Cellcom, Israel's biggest mobile communications operator, today reported netting NIS 153 million for the second quarter of 2002, up 5% from the corresponding quarter of last year.

Until the second quarter, Cellcom had been the only one of Israel's three mobile operators that made money. But rival Partner Communications (Nasdaq, TASE:PTNR, LSE:PCCD) also reported reaching the black in the second quarter.

Cellcom said its second-quarter revenues climbed 3% from the parallel to NIS 1.3 billion.

During the first half, Cellcom invested some NIS 300 million in its GSM/GRPS and TDMA networks. The company has the resources, and credit, to continue investing in both networks.

Cellcom's Ebitda (earnings before interest, taxes, depreciation and amortization) remained high at NIS 414 million, about a third of its revenues.

Cellcom's chief financial officer, Ytzhak Edelman, commented that at an Ebitda ratio of 1:4 to its debt, the company could meet all its commitments from its operating profits within a year and a half.

The company is exploiting only a small part of its potential financial leverage, which gives it a considerable edge, Edelman added. "This is the first quarter that the company's shareholders equity has exceeded NIS 2 billion and comprises 33% of the company's balance," he said.

He also noted austerity measures Cellcom had adopted during the second quarter, which were evident in its operating results.
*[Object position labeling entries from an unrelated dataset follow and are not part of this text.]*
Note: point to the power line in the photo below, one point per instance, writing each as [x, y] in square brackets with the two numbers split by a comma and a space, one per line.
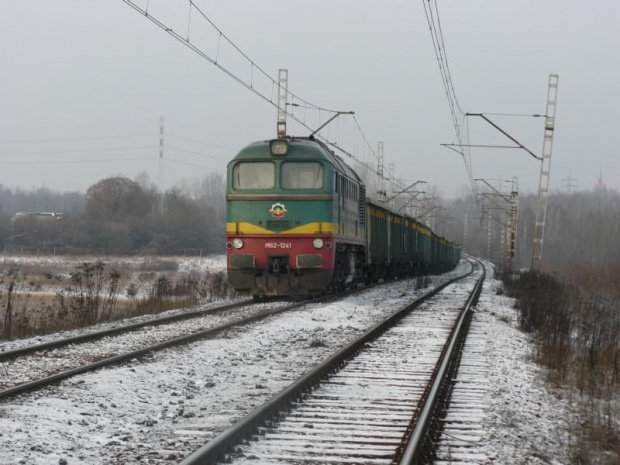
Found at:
[62, 152]
[75, 139]
[44, 162]
[195, 141]
[256, 73]
[198, 154]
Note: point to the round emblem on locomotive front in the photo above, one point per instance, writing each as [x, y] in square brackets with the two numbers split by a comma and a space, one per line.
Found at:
[277, 210]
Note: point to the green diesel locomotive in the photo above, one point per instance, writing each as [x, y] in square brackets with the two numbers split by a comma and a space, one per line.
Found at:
[299, 223]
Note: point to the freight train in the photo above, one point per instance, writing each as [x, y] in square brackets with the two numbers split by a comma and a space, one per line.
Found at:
[299, 223]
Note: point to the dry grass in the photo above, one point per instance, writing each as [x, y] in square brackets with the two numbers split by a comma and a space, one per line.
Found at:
[576, 324]
[50, 299]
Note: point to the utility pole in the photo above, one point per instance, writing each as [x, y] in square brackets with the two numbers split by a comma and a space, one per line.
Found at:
[514, 216]
[569, 186]
[545, 171]
[160, 174]
[282, 102]
[465, 225]
[489, 233]
[392, 181]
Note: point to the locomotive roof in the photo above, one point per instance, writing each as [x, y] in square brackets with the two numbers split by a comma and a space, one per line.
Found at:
[299, 149]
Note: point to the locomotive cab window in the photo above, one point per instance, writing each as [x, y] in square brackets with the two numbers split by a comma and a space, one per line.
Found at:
[302, 175]
[254, 175]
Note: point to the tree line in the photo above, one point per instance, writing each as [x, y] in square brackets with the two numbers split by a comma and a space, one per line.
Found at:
[582, 230]
[118, 215]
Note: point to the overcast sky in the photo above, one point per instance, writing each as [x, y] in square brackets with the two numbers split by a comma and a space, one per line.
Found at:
[83, 85]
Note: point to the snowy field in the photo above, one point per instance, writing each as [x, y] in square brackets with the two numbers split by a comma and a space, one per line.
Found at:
[160, 408]
[36, 306]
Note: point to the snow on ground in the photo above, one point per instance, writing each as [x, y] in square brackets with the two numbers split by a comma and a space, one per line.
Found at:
[208, 262]
[525, 422]
[160, 408]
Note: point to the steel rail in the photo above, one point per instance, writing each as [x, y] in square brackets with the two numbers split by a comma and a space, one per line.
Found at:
[42, 382]
[118, 330]
[39, 383]
[221, 445]
[413, 451]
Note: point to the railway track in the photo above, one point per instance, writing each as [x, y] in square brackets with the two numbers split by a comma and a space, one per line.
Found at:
[370, 403]
[37, 366]
[34, 367]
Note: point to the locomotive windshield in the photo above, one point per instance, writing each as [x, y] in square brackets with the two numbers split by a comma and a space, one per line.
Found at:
[254, 175]
[303, 175]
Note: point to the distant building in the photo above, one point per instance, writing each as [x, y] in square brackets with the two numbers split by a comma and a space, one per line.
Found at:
[600, 185]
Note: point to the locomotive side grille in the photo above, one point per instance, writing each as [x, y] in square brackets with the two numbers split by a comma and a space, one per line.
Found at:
[362, 206]
[278, 224]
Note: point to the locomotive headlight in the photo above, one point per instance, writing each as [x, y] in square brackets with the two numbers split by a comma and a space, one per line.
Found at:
[317, 243]
[279, 147]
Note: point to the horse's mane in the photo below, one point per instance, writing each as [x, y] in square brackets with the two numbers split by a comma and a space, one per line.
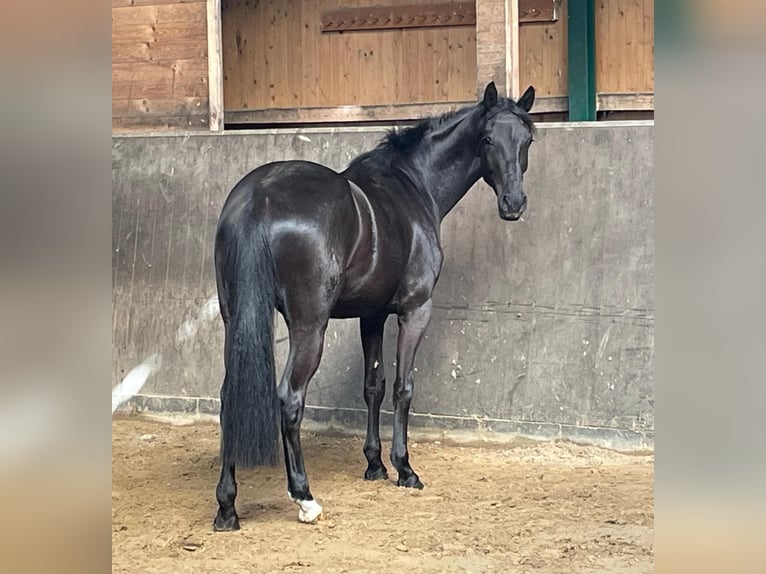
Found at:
[399, 142]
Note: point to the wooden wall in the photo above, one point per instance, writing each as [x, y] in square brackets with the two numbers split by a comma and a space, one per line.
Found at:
[159, 64]
[543, 55]
[275, 56]
[625, 46]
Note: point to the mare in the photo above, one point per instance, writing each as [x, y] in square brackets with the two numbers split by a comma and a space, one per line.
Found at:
[364, 243]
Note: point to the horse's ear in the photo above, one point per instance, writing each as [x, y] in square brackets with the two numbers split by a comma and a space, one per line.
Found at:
[490, 95]
[525, 102]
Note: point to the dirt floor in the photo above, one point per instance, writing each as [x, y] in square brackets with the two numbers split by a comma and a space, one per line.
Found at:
[526, 507]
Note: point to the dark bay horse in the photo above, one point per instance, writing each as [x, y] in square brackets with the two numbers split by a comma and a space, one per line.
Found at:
[316, 244]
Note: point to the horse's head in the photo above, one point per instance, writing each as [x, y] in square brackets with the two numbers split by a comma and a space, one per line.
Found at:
[505, 144]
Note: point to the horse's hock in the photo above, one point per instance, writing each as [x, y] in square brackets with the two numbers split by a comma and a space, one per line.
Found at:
[542, 327]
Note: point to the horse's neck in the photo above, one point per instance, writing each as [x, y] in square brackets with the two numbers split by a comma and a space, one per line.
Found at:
[449, 174]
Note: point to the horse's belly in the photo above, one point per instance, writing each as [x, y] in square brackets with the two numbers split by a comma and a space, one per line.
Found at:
[363, 303]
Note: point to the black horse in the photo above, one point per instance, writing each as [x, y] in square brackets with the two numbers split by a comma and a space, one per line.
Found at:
[316, 244]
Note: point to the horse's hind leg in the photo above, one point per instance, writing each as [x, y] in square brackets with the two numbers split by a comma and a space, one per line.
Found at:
[302, 362]
[226, 492]
[374, 390]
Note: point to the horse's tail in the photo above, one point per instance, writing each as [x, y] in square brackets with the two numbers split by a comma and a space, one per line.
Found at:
[246, 291]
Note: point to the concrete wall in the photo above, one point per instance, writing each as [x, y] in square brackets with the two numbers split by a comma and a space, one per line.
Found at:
[543, 327]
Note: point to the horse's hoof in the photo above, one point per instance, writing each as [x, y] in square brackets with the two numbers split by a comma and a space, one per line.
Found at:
[379, 473]
[228, 525]
[411, 481]
[309, 511]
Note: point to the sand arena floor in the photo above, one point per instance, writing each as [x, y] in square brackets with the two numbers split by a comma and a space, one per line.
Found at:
[523, 507]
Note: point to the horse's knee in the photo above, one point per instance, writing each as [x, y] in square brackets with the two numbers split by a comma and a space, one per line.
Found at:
[403, 392]
[291, 406]
[374, 391]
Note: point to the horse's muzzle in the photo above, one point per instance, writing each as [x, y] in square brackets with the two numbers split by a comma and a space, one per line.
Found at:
[509, 212]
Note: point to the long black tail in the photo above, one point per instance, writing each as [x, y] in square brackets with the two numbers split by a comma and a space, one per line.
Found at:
[245, 276]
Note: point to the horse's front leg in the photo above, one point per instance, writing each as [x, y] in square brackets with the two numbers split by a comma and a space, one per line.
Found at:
[302, 362]
[371, 329]
[412, 326]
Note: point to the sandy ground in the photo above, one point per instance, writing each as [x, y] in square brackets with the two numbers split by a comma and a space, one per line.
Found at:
[525, 507]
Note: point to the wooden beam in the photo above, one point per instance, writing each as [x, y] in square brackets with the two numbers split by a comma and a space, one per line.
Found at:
[497, 46]
[383, 113]
[426, 15]
[625, 102]
[215, 65]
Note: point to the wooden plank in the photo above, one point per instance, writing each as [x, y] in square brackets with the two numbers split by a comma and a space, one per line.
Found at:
[497, 59]
[426, 15]
[159, 123]
[183, 78]
[120, 3]
[164, 32]
[342, 114]
[160, 107]
[625, 46]
[512, 62]
[157, 14]
[625, 102]
[187, 49]
[215, 65]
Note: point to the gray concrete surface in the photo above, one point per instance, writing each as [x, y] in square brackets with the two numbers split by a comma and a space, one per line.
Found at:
[543, 327]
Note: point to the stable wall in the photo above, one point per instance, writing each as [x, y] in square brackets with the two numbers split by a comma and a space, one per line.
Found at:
[159, 64]
[543, 327]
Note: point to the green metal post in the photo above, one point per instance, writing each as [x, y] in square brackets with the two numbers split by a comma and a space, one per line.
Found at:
[581, 31]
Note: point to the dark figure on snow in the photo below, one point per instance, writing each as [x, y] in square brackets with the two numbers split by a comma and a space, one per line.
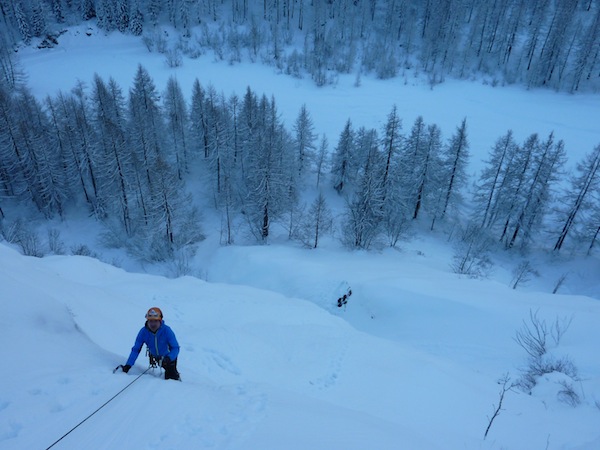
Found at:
[162, 345]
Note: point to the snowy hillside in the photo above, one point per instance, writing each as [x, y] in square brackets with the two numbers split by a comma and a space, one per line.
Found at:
[407, 363]
[268, 360]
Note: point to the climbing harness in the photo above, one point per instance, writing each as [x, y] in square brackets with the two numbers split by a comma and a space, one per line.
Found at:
[106, 403]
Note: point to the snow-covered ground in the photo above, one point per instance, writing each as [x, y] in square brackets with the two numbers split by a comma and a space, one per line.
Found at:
[268, 360]
[412, 361]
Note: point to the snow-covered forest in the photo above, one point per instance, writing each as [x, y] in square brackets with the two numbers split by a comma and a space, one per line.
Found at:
[387, 212]
[537, 43]
[140, 160]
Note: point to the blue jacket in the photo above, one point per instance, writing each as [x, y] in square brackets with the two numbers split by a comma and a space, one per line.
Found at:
[160, 344]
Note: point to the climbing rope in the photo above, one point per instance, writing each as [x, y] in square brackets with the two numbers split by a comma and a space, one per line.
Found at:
[106, 403]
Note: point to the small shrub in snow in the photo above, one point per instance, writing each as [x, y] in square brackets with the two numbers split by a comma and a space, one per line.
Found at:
[533, 338]
[82, 250]
[522, 274]
[568, 395]
[173, 58]
[28, 241]
[471, 253]
[55, 244]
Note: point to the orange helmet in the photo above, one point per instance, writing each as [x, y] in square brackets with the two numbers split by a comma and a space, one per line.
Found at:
[154, 313]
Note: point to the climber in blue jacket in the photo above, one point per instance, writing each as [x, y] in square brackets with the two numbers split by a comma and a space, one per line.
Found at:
[162, 345]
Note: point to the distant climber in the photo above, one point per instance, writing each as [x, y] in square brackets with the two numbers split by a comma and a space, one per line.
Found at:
[162, 344]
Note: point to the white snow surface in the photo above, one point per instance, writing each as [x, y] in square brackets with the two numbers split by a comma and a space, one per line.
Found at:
[268, 361]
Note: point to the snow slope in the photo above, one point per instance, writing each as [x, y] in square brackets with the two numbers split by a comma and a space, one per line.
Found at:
[407, 364]
[268, 360]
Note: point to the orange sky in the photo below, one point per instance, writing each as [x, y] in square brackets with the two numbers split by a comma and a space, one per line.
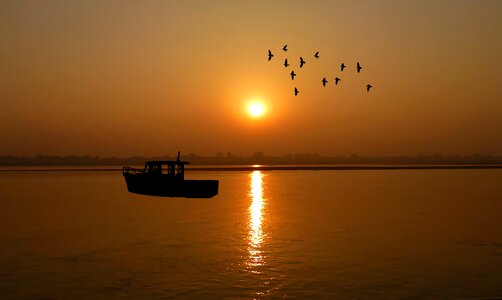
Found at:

Management and general costs decreased by 18% from the previous quarter to NIS 153 million.

Sales and marketing expenses grew 5% from the prior quarter to NIS 188 million, mainly due to the aggressiveness of the competition in Israel's practically saturated cellular market.

Cellcom also presented financing income despite its debts to the banks, deriving mainly from the company's currency hedging positions.

During the second quarter Cellcom inaugurated its GSM/GPRS network, a key milestone for the company, as its president Jacob Perry noted. He said the company has 2.4 million active subscribers.